Zsuzsanna Nagy 5 Min. Lesezeit
Ankleiden bei Demenz: Tipps bei Kleidungskonflikten

Viele Familienangehörige und Pflegende erleben, dass sich rund um das Umziehen regelmäßig Spannungen aufbauen. Die Kleidung ist fleckig, nicht frisch, und dennoch stößt jeder Versuch auf heftigen Widerstand. In solchen Momenten liegt es nahe zu denken, der demenzkranke Angehörige „macht das mit Absicht”.

Wichtig zu wissen: Ein Mensch mit Demenz lehnt das Umziehen nicht aus bösem Willen ab. Dahinter stehen meist Unsicherheit, Angst oder krankheitsbedingte Schwierigkeiten.

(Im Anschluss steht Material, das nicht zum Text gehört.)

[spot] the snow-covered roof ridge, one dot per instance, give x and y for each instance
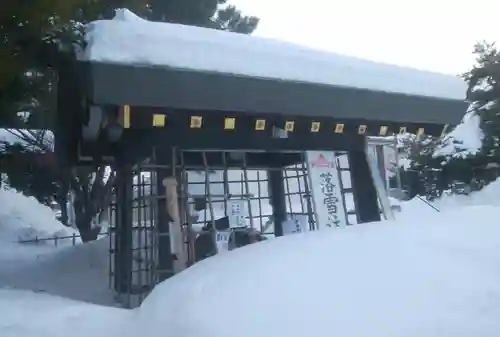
(128, 39)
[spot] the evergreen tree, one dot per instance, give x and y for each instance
(36, 36)
(450, 159)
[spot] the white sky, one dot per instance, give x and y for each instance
(436, 35)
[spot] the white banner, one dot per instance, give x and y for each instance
(379, 183)
(297, 223)
(325, 189)
(237, 217)
(222, 240)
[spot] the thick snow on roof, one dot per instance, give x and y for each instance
(465, 140)
(128, 39)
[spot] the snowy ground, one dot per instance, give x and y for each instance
(432, 274)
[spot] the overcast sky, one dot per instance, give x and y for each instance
(435, 35)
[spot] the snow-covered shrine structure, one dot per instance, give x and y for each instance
(184, 102)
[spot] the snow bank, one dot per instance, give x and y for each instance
(28, 138)
(184, 47)
(436, 278)
(79, 273)
(28, 314)
(24, 218)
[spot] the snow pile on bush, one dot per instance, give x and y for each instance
(24, 218)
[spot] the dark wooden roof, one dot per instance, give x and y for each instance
(114, 84)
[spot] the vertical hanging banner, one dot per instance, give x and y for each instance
(379, 183)
(237, 217)
(222, 241)
(297, 223)
(325, 189)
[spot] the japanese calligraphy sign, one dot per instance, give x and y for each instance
(326, 189)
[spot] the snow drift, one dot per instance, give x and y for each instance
(436, 278)
(24, 218)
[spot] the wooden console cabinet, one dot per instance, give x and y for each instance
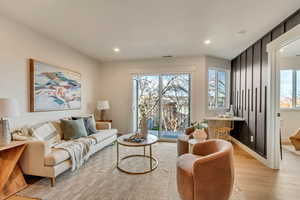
(11, 176)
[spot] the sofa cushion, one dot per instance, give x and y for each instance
(57, 125)
(55, 157)
(89, 123)
(45, 132)
(73, 129)
(104, 134)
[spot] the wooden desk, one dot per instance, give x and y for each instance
(11, 176)
(216, 122)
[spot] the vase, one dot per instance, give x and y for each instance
(144, 128)
(5, 135)
(200, 134)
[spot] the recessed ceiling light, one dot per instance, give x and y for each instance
(207, 41)
(116, 49)
(168, 56)
(242, 32)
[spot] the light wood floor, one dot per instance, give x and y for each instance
(253, 180)
(261, 183)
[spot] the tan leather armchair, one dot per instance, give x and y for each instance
(208, 173)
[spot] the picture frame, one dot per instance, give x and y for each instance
(53, 88)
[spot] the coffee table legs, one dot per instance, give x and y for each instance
(150, 149)
(117, 154)
(151, 159)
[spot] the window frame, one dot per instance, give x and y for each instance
(294, 90)
(227, 88)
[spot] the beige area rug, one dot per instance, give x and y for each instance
(99, 179)
(291, 149)
(17, 197)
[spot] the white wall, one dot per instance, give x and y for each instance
(290, 119)
(17, 44)
(116, 84)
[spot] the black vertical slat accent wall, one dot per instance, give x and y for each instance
(249, 87)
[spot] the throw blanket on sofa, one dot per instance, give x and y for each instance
(79, 150)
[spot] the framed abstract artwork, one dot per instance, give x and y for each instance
(53, 88)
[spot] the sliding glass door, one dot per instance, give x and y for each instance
(166, 100)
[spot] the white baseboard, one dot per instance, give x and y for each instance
(251, 152)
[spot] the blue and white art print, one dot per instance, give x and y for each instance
(54, 88)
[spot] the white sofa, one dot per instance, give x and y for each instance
(39, 159)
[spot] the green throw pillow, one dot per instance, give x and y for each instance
(73, 129)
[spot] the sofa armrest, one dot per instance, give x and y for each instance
(32, 159)
(103, 125)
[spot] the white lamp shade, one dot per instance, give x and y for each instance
(9, 108)
(103, 105)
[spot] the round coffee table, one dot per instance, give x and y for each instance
(151, 139)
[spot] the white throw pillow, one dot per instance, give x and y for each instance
(46, 132)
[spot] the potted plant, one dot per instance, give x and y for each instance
(143, 120)
(199, 133)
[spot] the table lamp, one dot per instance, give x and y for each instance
(8, 108)
(103, 106)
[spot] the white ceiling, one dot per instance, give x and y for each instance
(151, 28)
(291, 50)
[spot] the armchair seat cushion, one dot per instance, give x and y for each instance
(56, 157)
(102, 135)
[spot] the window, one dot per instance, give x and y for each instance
(289, 88)
(218, 88)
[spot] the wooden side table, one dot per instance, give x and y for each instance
(11, 176)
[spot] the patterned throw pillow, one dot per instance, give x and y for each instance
(73, 129)
(46, 132)
(89, 123)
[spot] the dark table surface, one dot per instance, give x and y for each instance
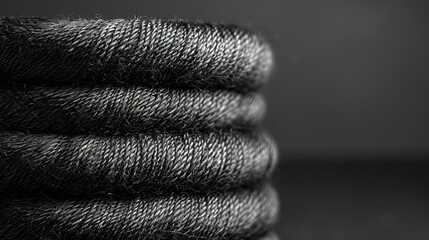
(355, 201)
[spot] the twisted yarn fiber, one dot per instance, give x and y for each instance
(133, 129)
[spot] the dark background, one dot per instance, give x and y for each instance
(348, 105)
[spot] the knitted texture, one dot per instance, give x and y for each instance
(144, 51)
(133, 129)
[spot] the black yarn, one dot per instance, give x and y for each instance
(155, 162)
(125, 110)
(238, 215)
(133, 129)
(145, 51)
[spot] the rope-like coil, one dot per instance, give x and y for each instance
(133, 129)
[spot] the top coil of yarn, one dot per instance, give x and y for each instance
(148, 52)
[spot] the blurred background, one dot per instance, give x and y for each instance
(348, 105)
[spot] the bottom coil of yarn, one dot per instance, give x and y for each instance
(243, 214)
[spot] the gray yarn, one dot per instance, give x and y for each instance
(152, 162)
(125, 110)
(144, 51)
(133, 129)
(232, 215)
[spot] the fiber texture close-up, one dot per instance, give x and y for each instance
(133, 129)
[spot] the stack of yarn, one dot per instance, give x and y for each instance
(133, 129)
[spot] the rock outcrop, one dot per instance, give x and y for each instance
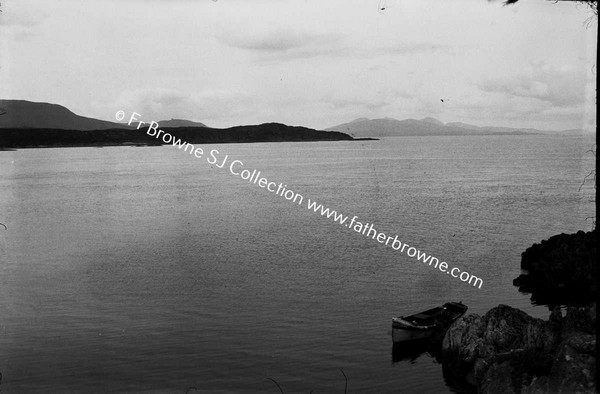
(508, 351)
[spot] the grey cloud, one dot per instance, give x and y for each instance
(561, 88)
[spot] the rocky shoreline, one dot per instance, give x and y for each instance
(508, 351)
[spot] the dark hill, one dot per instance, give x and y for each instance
(268, 132)
(20, 114)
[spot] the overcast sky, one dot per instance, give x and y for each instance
(315, 63)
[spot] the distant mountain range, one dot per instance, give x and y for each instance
(389, 127)
(30, 124)
(21, 114)
(180, 123)
(25, 124)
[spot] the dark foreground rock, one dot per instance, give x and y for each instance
(508, 351)
(560, 270)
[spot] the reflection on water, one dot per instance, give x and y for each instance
(144, 270)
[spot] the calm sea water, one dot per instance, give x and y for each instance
(148, 270)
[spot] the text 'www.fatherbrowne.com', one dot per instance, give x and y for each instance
(236, 167)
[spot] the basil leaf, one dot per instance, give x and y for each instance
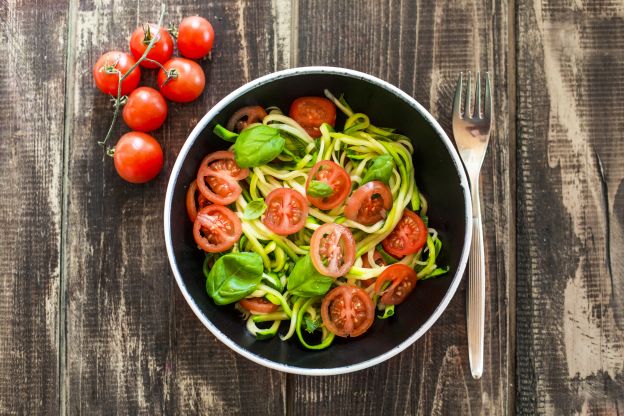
(254, 209)
(225, 134)
(234, 276)
(388, 312)
(380, 170)
(319, 189)
(257, 146)
(312, 325)
(306, 281)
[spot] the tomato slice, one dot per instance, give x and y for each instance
(403, 280)
(216, 229)
(311, 112)
(379, 261)
(244, 117)
(408, 237)
(347, 311)
(369, 203)
(335, 176)
(287, 211)
(258, 305)
(218, 176)
(332, 248)
(193, 202)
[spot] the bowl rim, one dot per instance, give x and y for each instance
(207, 118)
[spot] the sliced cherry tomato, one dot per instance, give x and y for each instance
(218, 176)
(145, 110)
(379, 261)
(287, 211)
(110, 67)
(335, 176)
(408, 237)
(138, 157)
(403, 280)
(258, 305)
(186, 80)
(244, 117)
(195, 37)
(369, 203)
(347, 311)
(311, 112)
(161, 50)
(216, 229)
(332, 248)
(195, 201)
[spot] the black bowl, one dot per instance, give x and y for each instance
(439, 174)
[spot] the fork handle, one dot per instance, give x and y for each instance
(476, 289)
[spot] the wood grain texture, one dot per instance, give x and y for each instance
(570, 215)
(421, 47)
(133, 345)
(31, 153)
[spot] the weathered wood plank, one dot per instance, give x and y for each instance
(421, 47)
(31, 154)
(570, 221)
(134, 346)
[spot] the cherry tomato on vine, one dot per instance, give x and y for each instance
(347, 311)
(138, 157)
(145, 110)
(110, 67)
(161, 50)
(311, 112)
(185, 82)
(195, 37)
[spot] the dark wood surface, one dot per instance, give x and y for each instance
(93, 322)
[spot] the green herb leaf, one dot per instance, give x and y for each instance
(380, 170)
(257, 146)
(388, 312)
(306, 281)
(312, 324)
(234, 276)
(319, 189)
(225, 134)
(254, 209)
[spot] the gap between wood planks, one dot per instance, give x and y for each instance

Was erfahren Sie in diesem Artikel?

📌 Wichtige Erkenntnisse

  • 5 Gründe, warum Menschen mit Demenz an ihrer Kleidung festhalten
  • Sätze, die helfen — und solche, die die Situation verschlimmern
  • Die Methoden „Zwei gute Optionen", „Kleiner Tausch" und „2–3 gleiche Lieblingsstücke"
  • Was Sie tun können, wenn Sie auf Widerstand stoßen
  • Warum auch die Gefühle der Pflegenden wichtig sind

Warum besteht er/sie auf derselben Kleidung?

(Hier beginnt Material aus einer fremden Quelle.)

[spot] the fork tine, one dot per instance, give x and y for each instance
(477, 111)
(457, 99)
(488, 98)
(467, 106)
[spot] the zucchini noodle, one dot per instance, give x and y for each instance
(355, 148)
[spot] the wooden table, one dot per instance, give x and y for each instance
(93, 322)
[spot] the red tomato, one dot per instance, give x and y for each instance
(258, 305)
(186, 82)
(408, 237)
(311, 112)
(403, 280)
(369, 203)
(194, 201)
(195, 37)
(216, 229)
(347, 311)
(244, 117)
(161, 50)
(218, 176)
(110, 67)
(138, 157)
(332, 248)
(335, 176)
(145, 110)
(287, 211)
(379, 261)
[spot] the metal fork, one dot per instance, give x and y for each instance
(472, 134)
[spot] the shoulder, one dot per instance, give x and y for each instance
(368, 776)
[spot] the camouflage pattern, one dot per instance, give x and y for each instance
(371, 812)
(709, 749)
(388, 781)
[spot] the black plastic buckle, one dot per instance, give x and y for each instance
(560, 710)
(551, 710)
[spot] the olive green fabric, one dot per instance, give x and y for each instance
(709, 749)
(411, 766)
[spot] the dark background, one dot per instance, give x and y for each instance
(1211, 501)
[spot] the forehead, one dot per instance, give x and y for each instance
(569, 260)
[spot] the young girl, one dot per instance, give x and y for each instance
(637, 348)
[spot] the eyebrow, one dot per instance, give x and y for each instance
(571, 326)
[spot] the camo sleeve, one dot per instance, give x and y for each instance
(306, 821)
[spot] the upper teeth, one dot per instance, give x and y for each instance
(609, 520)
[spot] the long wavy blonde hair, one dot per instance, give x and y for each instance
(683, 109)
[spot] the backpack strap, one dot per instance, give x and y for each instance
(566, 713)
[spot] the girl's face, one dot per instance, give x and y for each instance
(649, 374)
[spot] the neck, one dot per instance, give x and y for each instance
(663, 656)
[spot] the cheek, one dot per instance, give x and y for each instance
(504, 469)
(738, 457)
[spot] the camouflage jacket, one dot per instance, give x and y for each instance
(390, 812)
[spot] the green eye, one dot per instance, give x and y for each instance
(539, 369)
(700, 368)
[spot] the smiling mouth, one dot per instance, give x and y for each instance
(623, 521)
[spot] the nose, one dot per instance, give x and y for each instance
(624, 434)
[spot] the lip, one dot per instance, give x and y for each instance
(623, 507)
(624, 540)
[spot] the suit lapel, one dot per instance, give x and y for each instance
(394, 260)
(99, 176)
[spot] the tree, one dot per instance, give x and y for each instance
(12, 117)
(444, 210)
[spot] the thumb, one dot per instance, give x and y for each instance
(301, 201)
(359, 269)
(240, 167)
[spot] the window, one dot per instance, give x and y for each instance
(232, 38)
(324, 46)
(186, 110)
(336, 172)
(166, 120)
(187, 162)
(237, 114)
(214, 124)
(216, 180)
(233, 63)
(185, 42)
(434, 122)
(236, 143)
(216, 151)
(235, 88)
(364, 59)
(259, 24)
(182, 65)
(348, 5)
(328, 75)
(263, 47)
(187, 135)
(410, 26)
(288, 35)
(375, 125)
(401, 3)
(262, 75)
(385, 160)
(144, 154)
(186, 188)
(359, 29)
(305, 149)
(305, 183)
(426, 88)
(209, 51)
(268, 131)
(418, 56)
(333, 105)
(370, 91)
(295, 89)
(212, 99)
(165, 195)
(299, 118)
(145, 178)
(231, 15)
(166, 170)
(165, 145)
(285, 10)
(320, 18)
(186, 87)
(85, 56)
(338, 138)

1. Sie gibt ein Gefühl von Sicherheit

Das vertraute Kleidungsstück vermittelt ein bekanntes Gefühl. In einer Welt, in der vieles verwirrend wird, kann es einen Halt bieten. Nimmt man es weg, kann sich die Person fühlen, als verlöre sie etwas, das Sicherheit gab.

2. Das Anziehen ist komplizierter geworden

Was für uns eine automatische Bewegung ist, ist für die betroffene Person eine Aufgabe aus mehreren Schritten. Wohin mit dem Arm? Warum verhakt sich der Stoff? Das kann schnell zu Frustration führen.

3. Die neue Kleidung könnte unbequem sein

Vielleicht kratzt das Etikett, die Hose ist zu eng oder der Stoff fühlt sich unangenehm an. Das kann die Person nicht immer ausdrücken und lehnt stattdessen alles ab.

4. Die Intimsphäre wird gestört

Sich anziehen ist etwas Persönliches. Wenn wir hetzen, Anweisungen geben oder es vor anderen geschieht, kann sich die Person gedemütigt fühlen.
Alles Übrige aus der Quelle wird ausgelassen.